Um mau passo
Sjutsje ficou encantada com a bicicleta de segunda mão que Libeltsje lhe apresentou. Era um modelo feminino, sólido, de cor azul, e parecia pronta para encarar as ladeiras de Reeddak.
- É uma bicicleta de operário, - especificou a mecânica em tom mordaz - para que você não esqueça que não vivemos no luxo aqui.
- Mas eu nunca vivi no luxo, - redarguiu Sjutsje - e sei que andar num automóvel com motorista deve-se ao que esperam do meu trabalho, não é uma deferência pessoal à minha pessoa.
- Eu não teria dito melhor - troçou Derre Huisman. - Bom, vamos colocar o seu novo meio de transporte na mala do carro...
- Como vou pagar pela bicicleta? Vão descontar do meu salário? - Indagou apreensiva Sjutsje.
- Sossegue; ela não é realmente sua - explicou Libeltsje. - Poderá usá-la enquanto estiver a serviço de Hegestap.
- Eu tinha tanta coisa pra lhe perguntar... - Sjutsje lembrou que teria que retornar ao castelo até às 12 h. - Mas vai ficar para outra oportunidade.
- Eu não vou sair daqui - prometeu a mecânica erguendo a mão direita num gesto solene. - Apareça para uma fatia de ontbijtkoeken...
- A minha antecessora - lembrou Sjutsje voltando-se para o motorista. - Algum problema se eu quiser dar um alô pra ela antes de voltarmos?
- Nenhum problema - replicou Derre. - É na rua de baixo.
Despediram-se de Libeltsje e entraram no carro. Minutos depois, no meio de outra ladeira, Derre estacionou em frente à uma simpática casinha de pedra, jardim na frente e portas e janelas pintadas num tom vivo de amarelo. O motorista desceu e bateu palmas. A janela que dava para a rua abriu-se, e uma jovem, cinco ou seis anos mais velha do que Sjutsje, inclinou-se sobre o parapeito e acenou.
- Oi Derre!
- Oi Jant! A sua substituta veio conhecê-la...
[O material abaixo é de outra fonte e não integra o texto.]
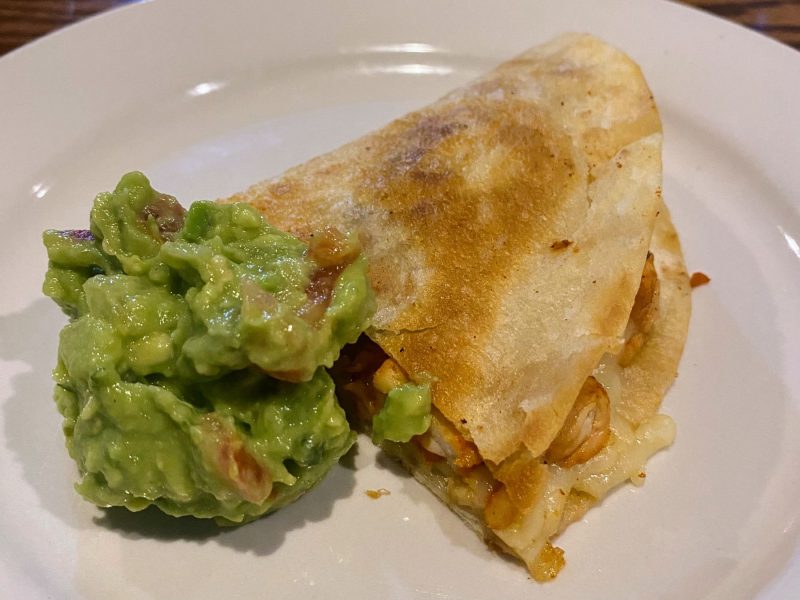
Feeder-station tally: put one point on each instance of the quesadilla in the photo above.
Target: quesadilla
(526, 269)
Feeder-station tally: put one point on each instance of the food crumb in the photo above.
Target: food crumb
(375, 494)
(697, 279)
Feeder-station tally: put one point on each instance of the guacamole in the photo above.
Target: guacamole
(406, 412)
(192, 374)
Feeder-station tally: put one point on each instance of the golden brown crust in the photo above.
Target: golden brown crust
(647, 377)
(458, 205)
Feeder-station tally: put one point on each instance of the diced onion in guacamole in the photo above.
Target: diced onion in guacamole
(192, 375)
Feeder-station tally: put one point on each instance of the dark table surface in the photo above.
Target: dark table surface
(24, 20)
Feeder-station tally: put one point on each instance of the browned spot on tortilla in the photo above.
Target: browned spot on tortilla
(697, 279)
(561, 244)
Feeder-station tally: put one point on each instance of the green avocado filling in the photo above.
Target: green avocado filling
(192, 375)
(406, 412)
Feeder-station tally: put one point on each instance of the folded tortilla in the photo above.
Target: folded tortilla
(526, 266)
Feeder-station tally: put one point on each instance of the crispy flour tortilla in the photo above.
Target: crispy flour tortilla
(507, 227)
(460, 205)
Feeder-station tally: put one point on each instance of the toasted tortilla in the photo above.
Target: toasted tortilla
(506, 225)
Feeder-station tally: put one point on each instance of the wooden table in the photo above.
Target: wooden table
(24, 20)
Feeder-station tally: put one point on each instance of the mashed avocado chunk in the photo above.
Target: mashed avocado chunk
(406, 412)
(192, 374)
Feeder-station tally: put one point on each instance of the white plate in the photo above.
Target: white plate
(207, 97)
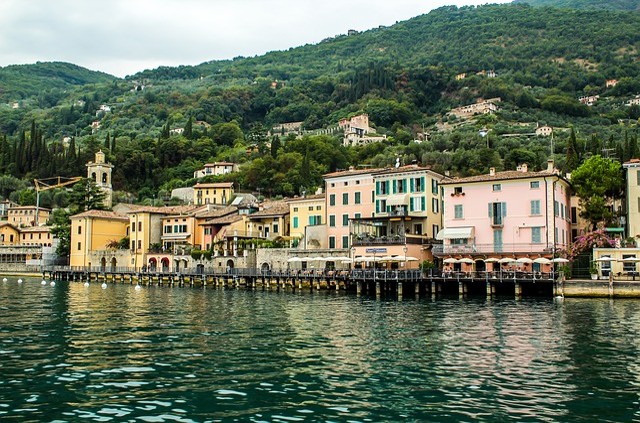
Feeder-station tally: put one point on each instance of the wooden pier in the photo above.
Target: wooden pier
(360, 281)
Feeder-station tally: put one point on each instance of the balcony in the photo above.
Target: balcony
(518, 248)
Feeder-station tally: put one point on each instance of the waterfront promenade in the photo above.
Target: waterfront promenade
(397, 282)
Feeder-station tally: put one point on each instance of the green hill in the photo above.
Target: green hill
(586, 4)
(163, 124)
(23, 81)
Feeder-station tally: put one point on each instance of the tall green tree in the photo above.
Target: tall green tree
(86, 195)
(598, 182)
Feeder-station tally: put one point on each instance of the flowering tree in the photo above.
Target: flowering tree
(588, 241)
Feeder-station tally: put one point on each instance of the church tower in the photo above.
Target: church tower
(100, 172)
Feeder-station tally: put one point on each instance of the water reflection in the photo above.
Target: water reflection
(174, 354)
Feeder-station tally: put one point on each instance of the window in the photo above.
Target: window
(497, 212)
(536, 237)
(535, 207)
(458, 211)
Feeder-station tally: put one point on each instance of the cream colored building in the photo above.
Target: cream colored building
(100, 172)
(25, 216)
(219, 193)
(307, 220)
(95, 230)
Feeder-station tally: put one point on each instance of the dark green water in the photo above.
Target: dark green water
(76, 353)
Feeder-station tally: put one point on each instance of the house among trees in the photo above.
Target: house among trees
(479, 108)
(215, 169)
(356, 131)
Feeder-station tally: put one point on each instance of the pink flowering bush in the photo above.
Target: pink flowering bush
(588, 241)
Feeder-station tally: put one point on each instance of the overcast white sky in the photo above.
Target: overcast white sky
(122, 37)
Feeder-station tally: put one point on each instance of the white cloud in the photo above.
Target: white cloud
(122, 37)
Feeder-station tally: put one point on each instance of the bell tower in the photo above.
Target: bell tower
(100, 172)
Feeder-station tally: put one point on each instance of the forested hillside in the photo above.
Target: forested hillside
(586, 4)
(160, 125)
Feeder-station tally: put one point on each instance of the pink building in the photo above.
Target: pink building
(350, 195)
(516, 214)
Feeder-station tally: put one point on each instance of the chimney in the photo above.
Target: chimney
(550, 165)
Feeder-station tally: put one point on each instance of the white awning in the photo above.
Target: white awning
(464, 232)
(398, 200)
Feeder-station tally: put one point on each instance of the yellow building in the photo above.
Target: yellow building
(9, 234)
(219, 193)
(632, 169)
(25, 216)
(94, 230)
(146, 230)
(307, 220)
(37, 235)
(270, 222)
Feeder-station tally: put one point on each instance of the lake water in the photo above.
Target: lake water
(76, 353)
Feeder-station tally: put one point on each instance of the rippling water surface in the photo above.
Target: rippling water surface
(70, 353)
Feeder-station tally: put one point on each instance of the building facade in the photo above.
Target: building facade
(506, 214)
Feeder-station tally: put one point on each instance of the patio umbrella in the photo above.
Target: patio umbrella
(605, 258)
(506, 260)
(542, 260)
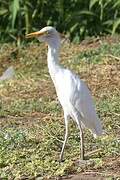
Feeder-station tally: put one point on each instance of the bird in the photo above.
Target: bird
(73, 93)
(8, 74)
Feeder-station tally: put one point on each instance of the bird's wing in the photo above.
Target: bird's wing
(8, 74)
(82, 101)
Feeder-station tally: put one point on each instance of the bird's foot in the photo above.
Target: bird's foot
(85, 163)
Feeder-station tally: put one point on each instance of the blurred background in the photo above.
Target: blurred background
(76, 18)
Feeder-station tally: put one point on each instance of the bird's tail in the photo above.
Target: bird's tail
(97, 131)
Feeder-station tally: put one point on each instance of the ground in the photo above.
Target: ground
(31, 118)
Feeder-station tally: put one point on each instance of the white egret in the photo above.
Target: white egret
(72, 92)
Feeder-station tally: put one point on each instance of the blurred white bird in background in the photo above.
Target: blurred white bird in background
(72, 92)
(8, 74)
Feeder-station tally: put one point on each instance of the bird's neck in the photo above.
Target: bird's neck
(53, 59)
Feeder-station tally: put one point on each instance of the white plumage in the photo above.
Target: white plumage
(72, 92)
(8, 74)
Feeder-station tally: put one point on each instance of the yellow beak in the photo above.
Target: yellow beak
(35, 34)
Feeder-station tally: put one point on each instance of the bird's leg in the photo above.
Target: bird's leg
(66, 136)
(82, 141)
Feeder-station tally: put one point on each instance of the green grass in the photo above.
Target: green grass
(31, 119)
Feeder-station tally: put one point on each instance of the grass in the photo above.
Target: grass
(31, 119)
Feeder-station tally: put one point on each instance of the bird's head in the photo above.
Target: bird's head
(47, 34)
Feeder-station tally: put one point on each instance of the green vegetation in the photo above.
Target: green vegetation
(31, 119)
(76, 18)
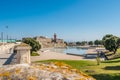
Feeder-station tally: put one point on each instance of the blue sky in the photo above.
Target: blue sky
(71, 20)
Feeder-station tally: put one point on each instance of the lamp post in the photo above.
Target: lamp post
(2, 37)
(7, 34)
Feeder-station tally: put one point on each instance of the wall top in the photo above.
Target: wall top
(22, 46)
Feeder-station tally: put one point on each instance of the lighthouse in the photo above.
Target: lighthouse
(55, 37)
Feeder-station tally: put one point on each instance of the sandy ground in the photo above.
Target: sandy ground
(54, 55)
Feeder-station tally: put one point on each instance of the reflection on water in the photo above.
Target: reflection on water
(73, 50)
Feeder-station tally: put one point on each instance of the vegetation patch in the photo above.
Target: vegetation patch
(34, 54)
(107, 70)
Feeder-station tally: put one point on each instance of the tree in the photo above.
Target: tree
(111, 42)
(33, 43)
(90, 42)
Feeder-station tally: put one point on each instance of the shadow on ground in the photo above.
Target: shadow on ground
(112, 68)
(111, 61)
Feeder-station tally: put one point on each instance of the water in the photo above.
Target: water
(73, 50)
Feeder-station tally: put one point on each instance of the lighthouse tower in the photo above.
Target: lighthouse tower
(55, 37)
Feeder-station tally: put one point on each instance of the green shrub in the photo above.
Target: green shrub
(34, 54)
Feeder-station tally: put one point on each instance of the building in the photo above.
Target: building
(50, 42)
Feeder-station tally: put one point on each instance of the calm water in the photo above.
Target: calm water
(73, 50)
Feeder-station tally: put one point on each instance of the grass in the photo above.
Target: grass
(107, 70)
(34, 54)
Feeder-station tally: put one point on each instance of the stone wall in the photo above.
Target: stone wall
(23, 53)
(48, 42)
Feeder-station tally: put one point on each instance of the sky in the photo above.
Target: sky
(71, 20)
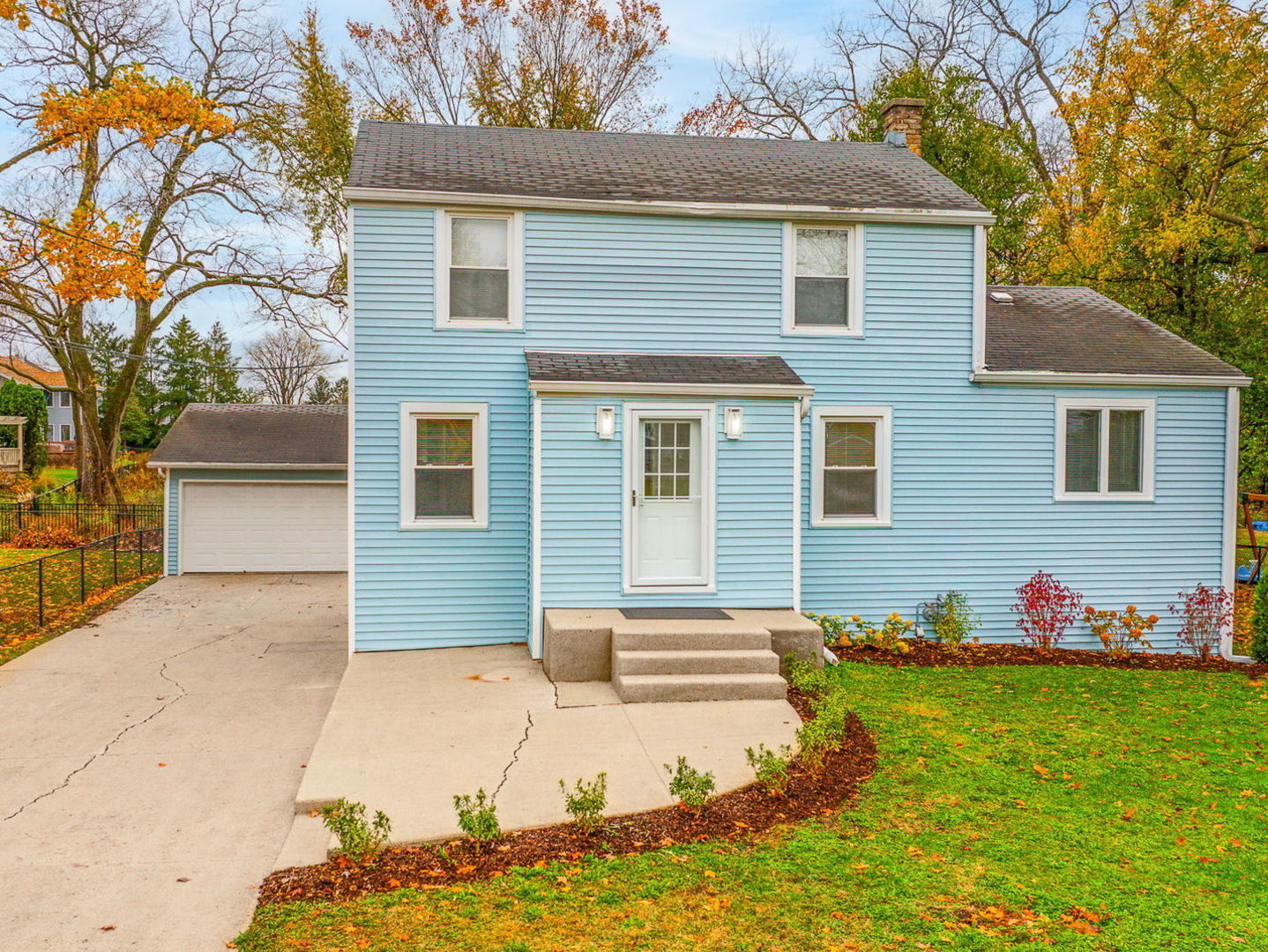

Se esperava algum sinal de animosidade por parte de Jant, Sjutsje decepcionou-se: o rosto da jovem iluminou-se.
- Ei, que coisa boa! Um minuto, por favor...
A porta abriu-se e Jant mostrou-se de corpo inteiro. A primeira coisa que Sjutsje notou, é que a ex-aprendiz estava em avançado estado de gravidez.
- Sim, foi por isso que desisti do cargo - declarou sem rodeios, sem que Sjutsje nada lhe perguntasse.
- E eu não sou o pai - Derre acrescentou em tom brincalhão, erguendo as mãos como que para eximir-se de qualquer responsabilidade pela situação.
- Sentem-se - convidou Jant, indicando as cadeiras rústicas da sala. - Aceitam um chá?
- Só passei para te conhecer - disse Sjutsje acanhada. - Estamos com tempo contado...
- O serviço do castelo assim o exige - Jant lançou-lhe um olhar de compreensão.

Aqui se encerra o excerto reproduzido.